(Yicai Global) Feb. 1 -- The overall stability of cross-border capital flows provides favorable background for the steady progress of the internationalization of the yuan and the overseas market expectations for the yuan gaining an international currency status have risen, a recent survey revealed.
"The overseas market expectation for the yuan's international currency status has risen, and more than 60 percent of the market participants will use or increase the use of the yuan mainly in cross-border payments", said the 2017 White Paper by Bank of China on the internationalization of the Chinese currency.
Among them, 76 percent of the market participants surveyed believe that the international status of the yuan will hopefully be close to those of the dollar, the euro, the pound and the yen. Bank of China surveyed 3,134 businesses and 118 financial institutions in 25 countries and regions worldwide.
The international status of the yuan is still far below the volume proportion of the Chinese economy in the global economy. China's GDP accounts for more than 15 percent of the global GDP, and its import/export and net international investment positions also account for more than 11 percent of the global total. The internationalization of the yuan has great potential, said Zhang Qingsong, vice president of Bank of China.
Last year, the yuan was the world's sixth largest payment currency, the seventh largest reserve currency and the eighth largest currency for foreign exchange transactions. Its international currency status is expected to further improve this year, survey results suggested.
The accumulated deficit of foreign exchange settlement and sales of the banks substantially reduced to USD111.6 billion in China last year, and then turned into surplus in the fourth quarter. The balance of foreign exchange reserves rose for 11 consecutive months and now stands at USD3.14 trillion. The forward deficit in foreign exchange settlement and sales, representing the expected exchange rate of the yuan, dropped by 69 percent over last year, indicating a more stable yuan exchange rate.

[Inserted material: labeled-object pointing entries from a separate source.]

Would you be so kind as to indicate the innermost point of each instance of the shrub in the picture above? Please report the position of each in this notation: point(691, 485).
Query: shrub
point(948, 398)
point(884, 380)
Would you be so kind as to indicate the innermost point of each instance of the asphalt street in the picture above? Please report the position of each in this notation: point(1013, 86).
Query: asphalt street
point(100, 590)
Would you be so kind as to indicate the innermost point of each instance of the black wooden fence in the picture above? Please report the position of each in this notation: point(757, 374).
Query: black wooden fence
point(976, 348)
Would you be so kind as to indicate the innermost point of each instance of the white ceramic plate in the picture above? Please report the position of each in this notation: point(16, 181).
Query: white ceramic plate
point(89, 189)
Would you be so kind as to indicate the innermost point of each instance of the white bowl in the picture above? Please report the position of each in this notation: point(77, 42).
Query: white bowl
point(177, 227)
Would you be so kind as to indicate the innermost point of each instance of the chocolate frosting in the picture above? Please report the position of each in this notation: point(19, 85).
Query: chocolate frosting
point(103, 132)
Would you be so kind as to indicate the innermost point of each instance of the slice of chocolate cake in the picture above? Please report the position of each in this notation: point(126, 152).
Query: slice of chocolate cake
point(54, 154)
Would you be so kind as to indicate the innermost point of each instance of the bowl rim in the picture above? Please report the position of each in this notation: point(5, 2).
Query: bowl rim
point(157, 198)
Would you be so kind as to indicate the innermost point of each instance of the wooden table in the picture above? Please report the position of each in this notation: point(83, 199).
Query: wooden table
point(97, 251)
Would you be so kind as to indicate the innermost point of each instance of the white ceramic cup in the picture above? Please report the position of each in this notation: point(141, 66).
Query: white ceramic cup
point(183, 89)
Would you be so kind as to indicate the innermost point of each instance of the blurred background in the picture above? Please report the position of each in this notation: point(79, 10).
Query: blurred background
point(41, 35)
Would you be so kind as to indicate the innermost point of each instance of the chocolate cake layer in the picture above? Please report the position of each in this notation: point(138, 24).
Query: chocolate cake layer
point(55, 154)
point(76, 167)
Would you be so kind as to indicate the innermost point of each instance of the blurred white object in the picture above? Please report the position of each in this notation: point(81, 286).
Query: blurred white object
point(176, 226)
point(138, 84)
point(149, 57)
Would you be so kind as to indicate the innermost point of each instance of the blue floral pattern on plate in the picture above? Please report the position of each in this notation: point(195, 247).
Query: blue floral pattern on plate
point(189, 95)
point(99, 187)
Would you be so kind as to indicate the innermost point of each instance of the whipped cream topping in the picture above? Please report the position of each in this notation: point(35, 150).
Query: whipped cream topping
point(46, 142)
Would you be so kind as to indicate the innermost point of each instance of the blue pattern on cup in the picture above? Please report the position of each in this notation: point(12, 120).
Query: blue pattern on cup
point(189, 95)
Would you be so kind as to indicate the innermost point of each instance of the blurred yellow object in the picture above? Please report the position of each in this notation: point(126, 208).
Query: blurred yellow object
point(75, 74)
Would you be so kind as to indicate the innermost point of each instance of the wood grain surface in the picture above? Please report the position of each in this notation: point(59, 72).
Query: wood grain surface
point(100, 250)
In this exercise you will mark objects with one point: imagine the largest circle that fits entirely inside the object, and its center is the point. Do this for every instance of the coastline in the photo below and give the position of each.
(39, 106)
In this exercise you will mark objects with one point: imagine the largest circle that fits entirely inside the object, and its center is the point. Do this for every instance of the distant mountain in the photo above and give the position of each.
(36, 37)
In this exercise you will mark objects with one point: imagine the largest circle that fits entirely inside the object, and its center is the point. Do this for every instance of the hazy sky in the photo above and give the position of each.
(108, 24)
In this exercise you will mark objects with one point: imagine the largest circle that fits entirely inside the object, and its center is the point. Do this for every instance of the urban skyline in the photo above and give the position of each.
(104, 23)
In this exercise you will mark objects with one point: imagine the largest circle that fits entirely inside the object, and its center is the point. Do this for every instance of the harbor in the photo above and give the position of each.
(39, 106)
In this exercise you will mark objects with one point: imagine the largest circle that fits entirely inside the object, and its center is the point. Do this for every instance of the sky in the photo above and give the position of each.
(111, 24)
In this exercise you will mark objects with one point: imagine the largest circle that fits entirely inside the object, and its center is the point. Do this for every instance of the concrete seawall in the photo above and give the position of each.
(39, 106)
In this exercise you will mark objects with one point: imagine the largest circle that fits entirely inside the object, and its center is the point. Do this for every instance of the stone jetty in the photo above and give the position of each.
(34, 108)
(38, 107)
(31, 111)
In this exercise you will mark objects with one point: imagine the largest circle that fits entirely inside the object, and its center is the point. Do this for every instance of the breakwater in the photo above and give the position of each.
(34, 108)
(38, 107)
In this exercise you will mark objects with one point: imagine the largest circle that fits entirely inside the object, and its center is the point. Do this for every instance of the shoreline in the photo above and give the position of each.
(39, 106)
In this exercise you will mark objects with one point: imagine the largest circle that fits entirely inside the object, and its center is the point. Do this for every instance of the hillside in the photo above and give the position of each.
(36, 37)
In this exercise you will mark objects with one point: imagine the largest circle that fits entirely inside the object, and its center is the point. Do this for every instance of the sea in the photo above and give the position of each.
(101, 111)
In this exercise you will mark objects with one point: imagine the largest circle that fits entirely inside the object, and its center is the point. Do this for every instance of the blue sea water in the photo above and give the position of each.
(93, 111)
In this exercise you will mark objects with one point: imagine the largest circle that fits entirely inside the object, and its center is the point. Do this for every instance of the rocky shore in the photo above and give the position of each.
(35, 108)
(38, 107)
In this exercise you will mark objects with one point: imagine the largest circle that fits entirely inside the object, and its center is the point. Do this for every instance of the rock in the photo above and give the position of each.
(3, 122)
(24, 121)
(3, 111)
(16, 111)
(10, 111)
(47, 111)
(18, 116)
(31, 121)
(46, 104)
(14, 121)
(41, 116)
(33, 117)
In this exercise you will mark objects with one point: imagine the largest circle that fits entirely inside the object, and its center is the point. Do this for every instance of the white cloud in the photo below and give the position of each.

The internationalization of the yuan should be mainly aimed at managing risks and improving services. The primary purpose of some 46 percent of the overseas financial institutions participated in the yuan financial market is to match assets and liabilities and to manage risks in interest rates and exchange rates, while the other 42 percent aims to enrich their products to better meet the requirements of enterprises, the White Paper said.